I just came back from my first trip to Colorado to hunt. I can agree with Bill ( at least I think I agree with what he is almost saying) that there is too much acces in some parts of the forest. Guys running elk and deer back and forth from one little patch of cover to the next. One guy got off his ATV, poured himself a cup of cocoa and turned around to see two bulls running towards him, looking over their shoulders. He grabbed his gun, jacked a shell in and shot the bigger of the two bulls - a 5x5. Yeah, it's the same result as a drive on foot and he was the blocker or shooter on stand. It just doesn't seem the same when the chasing is being done on a machine that can go as fast or faster than the quarry run. Do very many guys chase animals on horseback, or just use the horses to get somewhere?
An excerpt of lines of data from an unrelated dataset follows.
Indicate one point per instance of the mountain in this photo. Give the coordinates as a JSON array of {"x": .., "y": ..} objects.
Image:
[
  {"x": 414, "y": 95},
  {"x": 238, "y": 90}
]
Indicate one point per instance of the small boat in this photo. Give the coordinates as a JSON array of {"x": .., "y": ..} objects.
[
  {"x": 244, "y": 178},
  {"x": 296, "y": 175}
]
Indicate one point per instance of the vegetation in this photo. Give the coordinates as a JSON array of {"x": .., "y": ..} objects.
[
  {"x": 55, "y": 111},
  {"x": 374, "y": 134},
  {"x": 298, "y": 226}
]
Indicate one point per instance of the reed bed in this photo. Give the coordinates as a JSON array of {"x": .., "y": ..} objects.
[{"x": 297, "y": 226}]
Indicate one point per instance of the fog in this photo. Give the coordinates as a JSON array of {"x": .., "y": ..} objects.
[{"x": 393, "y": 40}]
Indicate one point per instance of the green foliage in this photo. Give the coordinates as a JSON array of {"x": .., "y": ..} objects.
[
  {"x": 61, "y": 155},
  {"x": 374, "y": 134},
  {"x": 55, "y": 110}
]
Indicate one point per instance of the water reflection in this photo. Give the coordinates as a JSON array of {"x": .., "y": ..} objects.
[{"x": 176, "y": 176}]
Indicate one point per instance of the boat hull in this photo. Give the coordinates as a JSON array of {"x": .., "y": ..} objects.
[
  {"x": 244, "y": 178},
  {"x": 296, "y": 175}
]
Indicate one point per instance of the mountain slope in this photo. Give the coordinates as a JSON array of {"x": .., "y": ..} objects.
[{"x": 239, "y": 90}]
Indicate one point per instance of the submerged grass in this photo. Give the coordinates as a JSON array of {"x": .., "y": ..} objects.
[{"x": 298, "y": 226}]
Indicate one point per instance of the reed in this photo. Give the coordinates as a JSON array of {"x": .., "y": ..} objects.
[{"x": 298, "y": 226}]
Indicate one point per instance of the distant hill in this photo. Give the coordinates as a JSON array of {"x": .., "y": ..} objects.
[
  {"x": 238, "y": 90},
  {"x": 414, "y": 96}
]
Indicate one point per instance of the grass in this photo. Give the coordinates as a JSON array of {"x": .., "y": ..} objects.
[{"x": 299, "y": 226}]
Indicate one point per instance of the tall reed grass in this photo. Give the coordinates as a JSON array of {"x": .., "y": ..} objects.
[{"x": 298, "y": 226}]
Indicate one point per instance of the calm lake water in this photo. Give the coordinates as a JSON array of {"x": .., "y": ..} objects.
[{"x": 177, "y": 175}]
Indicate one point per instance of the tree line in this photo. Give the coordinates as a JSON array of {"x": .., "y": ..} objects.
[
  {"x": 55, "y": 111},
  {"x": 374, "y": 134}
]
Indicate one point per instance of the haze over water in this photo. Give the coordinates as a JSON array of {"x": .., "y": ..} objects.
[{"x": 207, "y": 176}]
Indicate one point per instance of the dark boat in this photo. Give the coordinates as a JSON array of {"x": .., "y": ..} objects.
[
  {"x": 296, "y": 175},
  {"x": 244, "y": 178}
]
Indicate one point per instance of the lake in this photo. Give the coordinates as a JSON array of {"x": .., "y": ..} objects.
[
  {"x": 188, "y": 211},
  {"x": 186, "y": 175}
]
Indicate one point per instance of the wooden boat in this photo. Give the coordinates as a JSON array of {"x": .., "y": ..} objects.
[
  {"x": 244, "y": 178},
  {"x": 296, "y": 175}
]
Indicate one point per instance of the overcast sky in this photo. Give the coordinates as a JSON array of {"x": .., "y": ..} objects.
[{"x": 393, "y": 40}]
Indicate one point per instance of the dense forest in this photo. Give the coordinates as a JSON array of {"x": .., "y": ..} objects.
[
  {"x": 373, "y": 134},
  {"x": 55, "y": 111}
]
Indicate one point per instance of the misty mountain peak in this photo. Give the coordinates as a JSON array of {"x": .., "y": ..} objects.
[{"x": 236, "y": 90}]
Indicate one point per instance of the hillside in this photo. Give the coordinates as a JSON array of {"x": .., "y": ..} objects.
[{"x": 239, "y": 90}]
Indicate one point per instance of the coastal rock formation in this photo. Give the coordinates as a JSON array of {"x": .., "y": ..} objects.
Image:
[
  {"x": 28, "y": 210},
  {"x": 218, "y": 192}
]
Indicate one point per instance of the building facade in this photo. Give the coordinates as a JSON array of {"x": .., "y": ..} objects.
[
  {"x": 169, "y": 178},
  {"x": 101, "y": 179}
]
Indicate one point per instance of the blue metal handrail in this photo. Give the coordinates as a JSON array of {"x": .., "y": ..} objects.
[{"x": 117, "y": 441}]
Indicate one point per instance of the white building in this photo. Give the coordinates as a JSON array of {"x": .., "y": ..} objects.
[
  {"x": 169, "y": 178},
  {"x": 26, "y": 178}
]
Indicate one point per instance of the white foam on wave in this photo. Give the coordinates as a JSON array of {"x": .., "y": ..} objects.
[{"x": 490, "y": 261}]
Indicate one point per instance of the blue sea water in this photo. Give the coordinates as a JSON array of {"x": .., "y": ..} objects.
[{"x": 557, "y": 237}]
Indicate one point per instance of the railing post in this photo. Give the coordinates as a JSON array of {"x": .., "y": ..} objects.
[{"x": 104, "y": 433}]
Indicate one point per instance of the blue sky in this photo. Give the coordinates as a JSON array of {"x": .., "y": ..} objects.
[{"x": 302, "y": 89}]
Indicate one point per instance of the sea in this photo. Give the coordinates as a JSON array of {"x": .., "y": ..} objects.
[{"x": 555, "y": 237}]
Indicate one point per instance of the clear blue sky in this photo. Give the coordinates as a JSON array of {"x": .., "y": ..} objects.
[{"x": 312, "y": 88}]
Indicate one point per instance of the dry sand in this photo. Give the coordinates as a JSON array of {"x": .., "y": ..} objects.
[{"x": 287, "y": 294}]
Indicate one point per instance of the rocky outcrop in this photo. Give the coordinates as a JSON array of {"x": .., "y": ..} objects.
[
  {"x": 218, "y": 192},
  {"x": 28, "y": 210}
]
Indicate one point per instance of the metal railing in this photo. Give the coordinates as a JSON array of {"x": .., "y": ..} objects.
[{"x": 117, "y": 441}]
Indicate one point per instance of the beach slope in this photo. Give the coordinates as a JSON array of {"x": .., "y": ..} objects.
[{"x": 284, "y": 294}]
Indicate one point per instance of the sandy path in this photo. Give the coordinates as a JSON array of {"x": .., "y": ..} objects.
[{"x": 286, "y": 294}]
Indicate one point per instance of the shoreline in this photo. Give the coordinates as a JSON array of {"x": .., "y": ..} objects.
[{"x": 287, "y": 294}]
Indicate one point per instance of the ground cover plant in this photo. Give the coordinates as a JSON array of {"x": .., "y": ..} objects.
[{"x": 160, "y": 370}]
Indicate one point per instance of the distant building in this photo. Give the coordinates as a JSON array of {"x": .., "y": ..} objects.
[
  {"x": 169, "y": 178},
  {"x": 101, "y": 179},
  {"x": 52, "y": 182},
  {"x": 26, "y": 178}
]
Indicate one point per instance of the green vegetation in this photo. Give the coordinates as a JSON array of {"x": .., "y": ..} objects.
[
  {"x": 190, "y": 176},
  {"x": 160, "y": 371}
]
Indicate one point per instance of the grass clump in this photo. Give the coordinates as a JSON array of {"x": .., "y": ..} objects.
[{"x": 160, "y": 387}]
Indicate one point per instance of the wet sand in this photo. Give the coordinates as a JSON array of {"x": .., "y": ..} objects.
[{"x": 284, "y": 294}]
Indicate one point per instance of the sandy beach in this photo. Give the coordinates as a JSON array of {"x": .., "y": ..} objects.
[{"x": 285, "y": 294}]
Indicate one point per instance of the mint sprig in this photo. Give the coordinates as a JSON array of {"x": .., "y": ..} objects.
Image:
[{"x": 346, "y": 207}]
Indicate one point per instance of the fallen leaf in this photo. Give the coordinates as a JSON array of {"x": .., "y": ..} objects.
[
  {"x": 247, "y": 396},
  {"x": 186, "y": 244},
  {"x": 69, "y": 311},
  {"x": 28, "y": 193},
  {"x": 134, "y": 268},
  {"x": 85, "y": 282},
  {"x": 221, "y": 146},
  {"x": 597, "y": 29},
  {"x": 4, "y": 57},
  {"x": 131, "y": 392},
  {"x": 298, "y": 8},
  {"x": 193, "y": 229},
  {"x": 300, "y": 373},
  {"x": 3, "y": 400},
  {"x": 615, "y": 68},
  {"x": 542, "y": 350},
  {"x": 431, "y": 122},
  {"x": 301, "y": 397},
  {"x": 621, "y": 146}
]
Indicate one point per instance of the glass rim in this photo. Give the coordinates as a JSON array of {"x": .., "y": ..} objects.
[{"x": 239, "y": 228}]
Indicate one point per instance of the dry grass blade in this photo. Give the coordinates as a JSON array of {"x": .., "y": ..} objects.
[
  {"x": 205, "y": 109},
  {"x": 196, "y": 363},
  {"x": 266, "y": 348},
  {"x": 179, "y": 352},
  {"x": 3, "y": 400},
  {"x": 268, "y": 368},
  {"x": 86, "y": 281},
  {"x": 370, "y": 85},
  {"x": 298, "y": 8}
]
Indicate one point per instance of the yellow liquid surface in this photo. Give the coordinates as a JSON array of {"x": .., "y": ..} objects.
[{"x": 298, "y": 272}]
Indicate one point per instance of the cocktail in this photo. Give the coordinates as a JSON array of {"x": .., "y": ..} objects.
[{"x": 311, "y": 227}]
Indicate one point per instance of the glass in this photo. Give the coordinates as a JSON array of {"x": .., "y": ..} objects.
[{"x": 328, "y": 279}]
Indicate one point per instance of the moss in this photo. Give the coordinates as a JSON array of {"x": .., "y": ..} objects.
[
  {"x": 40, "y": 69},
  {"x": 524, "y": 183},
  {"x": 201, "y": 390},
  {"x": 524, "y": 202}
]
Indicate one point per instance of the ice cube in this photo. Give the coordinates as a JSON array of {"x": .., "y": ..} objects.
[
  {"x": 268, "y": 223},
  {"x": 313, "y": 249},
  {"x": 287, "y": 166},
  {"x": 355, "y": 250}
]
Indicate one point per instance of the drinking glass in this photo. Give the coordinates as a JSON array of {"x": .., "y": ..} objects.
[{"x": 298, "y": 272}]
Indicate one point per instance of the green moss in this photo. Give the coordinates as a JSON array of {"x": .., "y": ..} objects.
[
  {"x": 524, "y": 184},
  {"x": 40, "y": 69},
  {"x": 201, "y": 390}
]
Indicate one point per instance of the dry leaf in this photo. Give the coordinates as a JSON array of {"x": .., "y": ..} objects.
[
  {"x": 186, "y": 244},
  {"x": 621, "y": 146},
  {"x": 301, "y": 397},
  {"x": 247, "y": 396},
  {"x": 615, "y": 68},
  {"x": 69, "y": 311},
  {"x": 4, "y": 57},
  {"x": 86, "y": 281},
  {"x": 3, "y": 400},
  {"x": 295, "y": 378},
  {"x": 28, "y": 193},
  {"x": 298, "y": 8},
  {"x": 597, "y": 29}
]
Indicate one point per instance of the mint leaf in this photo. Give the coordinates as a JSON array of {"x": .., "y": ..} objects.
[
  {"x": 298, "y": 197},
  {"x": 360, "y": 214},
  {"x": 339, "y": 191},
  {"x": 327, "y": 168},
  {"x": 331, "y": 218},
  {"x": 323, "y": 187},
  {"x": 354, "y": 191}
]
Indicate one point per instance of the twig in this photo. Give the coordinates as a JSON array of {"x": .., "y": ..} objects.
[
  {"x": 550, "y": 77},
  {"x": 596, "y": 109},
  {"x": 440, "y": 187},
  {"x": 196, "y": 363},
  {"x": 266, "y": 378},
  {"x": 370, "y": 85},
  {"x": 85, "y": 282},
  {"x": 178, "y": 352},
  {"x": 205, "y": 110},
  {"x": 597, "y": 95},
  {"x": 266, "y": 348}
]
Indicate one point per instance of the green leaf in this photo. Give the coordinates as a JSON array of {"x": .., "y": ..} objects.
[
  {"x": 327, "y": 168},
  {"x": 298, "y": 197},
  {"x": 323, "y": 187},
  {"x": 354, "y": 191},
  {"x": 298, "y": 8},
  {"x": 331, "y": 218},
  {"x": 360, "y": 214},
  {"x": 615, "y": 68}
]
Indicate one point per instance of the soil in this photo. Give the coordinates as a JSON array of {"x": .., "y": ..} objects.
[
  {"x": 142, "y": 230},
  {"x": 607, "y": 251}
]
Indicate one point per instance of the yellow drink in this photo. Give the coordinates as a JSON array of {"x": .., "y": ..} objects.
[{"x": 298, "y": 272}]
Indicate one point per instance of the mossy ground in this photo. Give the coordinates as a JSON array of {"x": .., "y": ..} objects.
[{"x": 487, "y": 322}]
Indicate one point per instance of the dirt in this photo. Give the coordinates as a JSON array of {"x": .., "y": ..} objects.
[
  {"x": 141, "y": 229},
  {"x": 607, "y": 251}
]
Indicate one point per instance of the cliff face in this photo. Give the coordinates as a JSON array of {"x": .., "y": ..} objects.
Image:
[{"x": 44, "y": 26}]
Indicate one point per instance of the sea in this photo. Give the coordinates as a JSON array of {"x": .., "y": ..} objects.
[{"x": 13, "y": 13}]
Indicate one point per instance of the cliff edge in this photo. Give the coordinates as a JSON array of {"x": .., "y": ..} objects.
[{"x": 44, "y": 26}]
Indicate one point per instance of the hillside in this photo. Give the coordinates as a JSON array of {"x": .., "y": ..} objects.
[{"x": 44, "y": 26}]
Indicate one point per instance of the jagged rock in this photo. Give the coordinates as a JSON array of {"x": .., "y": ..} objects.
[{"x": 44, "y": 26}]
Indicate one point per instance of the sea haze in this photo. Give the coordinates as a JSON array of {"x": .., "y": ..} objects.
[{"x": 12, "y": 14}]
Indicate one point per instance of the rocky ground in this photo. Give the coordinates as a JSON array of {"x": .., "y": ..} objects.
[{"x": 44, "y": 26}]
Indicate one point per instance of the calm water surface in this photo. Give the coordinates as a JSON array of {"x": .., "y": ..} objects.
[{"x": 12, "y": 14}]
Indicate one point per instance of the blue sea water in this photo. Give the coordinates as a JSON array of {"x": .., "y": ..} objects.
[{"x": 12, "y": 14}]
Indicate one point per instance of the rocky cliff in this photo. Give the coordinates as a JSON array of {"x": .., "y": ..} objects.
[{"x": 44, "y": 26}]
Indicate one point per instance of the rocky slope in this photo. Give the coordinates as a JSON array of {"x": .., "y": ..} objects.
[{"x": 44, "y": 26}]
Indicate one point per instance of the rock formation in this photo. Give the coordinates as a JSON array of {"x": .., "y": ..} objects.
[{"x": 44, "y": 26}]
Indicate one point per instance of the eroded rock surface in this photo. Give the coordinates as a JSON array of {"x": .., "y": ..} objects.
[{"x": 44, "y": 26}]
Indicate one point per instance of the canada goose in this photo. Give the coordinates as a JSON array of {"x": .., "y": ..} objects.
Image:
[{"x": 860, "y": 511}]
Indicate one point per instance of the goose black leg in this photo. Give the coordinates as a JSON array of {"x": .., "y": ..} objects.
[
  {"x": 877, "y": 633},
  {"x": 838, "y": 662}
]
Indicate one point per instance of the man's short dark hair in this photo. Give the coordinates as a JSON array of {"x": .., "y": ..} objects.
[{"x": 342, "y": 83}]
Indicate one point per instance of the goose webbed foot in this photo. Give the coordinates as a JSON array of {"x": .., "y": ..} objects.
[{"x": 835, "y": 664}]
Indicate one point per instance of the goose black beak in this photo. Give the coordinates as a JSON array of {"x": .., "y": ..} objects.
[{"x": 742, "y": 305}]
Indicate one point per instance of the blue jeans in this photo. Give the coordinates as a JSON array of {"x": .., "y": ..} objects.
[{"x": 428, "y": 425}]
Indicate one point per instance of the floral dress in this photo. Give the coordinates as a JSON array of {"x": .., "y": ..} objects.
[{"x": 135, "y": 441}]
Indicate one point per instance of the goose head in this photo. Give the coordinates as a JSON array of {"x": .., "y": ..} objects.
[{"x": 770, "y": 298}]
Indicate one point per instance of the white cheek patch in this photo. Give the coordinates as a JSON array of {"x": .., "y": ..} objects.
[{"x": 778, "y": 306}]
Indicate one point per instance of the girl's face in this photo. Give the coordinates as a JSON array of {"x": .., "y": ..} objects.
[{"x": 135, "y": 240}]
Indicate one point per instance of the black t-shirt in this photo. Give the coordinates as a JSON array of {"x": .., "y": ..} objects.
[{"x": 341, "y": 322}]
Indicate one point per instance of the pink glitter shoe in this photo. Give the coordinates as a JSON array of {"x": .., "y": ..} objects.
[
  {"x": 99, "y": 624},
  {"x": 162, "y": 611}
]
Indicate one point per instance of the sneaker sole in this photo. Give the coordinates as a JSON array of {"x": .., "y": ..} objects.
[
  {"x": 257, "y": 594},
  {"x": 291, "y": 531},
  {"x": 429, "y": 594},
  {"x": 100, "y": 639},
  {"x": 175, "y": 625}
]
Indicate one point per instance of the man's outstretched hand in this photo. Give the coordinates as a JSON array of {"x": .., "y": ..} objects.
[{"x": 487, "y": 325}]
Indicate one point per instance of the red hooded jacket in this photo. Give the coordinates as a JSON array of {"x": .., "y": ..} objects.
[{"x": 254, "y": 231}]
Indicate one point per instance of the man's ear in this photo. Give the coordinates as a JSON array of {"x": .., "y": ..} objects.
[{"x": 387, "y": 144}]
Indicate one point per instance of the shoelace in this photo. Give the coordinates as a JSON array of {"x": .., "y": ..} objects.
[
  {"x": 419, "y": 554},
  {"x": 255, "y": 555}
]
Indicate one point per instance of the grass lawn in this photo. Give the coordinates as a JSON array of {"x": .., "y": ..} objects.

In any case, there are wilderness areas available, and that is where we ended up hunting. No motorized transporataion there at all. I got skunked on my hunt, but it was my choice not to shoot dinks.
 
Bill, I am not much for hunting near a road. But you should have seen the monster I saw in the field on my drive back home from my evenings hunt. :eek: It is within 700 yards of where the boys shot their 5 point today. ;)
 
I guess for most of us, or a select vocal amount of us...

Legal is legal...

Change the rules, change our attitudes on what we will do and won't... :)
 
Wow, I'll tell you what, riding a horse is not LAZY. I road a horse in my unit 3 years ago. I got off exhausted, beaten, bruised and more sore than any other hunt I have been on. Maybe ATV's are similar.
As time goes by our society changes and our views change with it.
30 years ago a youth would never have knocked out an unsuspecting adult, and urinated on the prone hapless person-now they film it for their friends to see.
30 years ago MOST of us took pride in hunting hard one on one. Success was not measured in inches all the time(although sometimes it was). Now we(including myself) sometimes measure success by how easy the hunt was.
Not by whether or not we outsmarted a survival specialist but by whether or not a heavily pressured animal with no other options stood flat footed in front of us.
I intend to offend no-one. Legal or not is not the issue. Ethics is the issue.
If you are alright with it, I'm alright with it-as long as it's legal.
 
why go to an area where it looks like a pumpkin patch and then complain about being surrounded by pumpkins?....kinda like going to McDonalds and saying the food sucks....a big mac and a fish filet is not the same as a surf and turf.